Weather officials fear temperatures could hit 48 degrees C (118.4 F) in some areas, setting a record for the state's hottest February day ever. People have been banned from setting fires, and some major sports events have been canceled.
"It's not just another summer's day. This is as bad as it gets," Shane Fitzimmons, rural fire chief in the state, which was already battling 49 bush or grass fires by mid-afternoon, told reporters.
"The catastrophic ratings are what we could describe as beyond the conventional scale."
Thousands of people flocked to Sydney’s beaches to cool off, prompting warnings from lifeguards to stay close to shore and take precautions against the sun.
"We want people to be aware of signs of heat stress," a spokesman for the state's lifeguard service told Reuters. "The number one message for people is to stay hydrated, it’s crucial on a day like today."

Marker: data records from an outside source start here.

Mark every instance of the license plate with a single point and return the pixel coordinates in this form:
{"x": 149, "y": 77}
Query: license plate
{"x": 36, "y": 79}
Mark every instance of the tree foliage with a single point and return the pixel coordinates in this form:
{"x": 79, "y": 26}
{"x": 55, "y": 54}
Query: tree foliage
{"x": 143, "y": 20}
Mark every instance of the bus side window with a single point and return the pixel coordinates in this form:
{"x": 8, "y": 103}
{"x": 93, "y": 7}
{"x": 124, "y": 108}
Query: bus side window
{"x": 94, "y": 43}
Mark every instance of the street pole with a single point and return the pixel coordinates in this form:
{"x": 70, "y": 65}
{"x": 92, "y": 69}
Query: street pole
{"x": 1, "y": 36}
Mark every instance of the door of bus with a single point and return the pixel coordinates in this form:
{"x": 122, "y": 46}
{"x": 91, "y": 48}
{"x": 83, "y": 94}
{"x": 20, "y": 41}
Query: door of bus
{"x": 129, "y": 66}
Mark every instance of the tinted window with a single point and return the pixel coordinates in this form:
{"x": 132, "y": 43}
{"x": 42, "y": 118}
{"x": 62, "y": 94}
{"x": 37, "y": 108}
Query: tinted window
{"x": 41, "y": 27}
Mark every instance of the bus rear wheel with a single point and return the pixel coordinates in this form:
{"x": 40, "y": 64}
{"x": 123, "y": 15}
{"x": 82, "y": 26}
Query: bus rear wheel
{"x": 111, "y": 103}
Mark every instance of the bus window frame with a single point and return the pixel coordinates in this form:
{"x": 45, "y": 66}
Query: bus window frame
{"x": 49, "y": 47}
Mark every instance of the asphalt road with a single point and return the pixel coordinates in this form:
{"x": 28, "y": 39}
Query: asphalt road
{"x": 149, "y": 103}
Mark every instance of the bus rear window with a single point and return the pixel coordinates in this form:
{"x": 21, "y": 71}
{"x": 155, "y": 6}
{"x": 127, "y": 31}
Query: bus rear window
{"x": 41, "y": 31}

The extreme heat roiling out of Australia’s desert interior will also push temperatures in the northeastern state of Queensland and the Australian Capital Territory (ACT), home to the capital, Canberra, to uncomfortable levels on the weekend.
Temperatures hit 47 C (117 F) in parts of New South Wales and ACT on Friday, putting pressure on the electricity grid and prompting plans by authorities to suspend supply in some areas.
Late on Friday, the Australian Energy Market Operator said the prospect of blackouts had been averted as the state cut back consumption.
But with similar grueling weather expected over the weekend, residents cannot relax vigilance on power use, a spokeswoman for the body said on Saturday.
Businesses that halted operations to conserve energy included a paper mill, water treatment operations and Australia's largest aluminum smelter, Tomago. Many industrial users have contracts requiring them to take such action.
Racing officials in Sydney, Australia's largest city, postponed the Royal Randwick Race Meeting over fears for the animals' wellbeing in the heat.
New South Wales sports officials canceled some Rugby League junior representative matches and all grades of cricket matches.
A weather change on Sunday may offer a breather, said Peter Zmijewski, a senior forecaster at the Bureau of Meteorology.
"For quite a few weeks, nights have been coming warmer and we haven’t had any changes to blow the heat away," Zmijewski told Reuters. "We may break this pattern tomorrow and Monday.”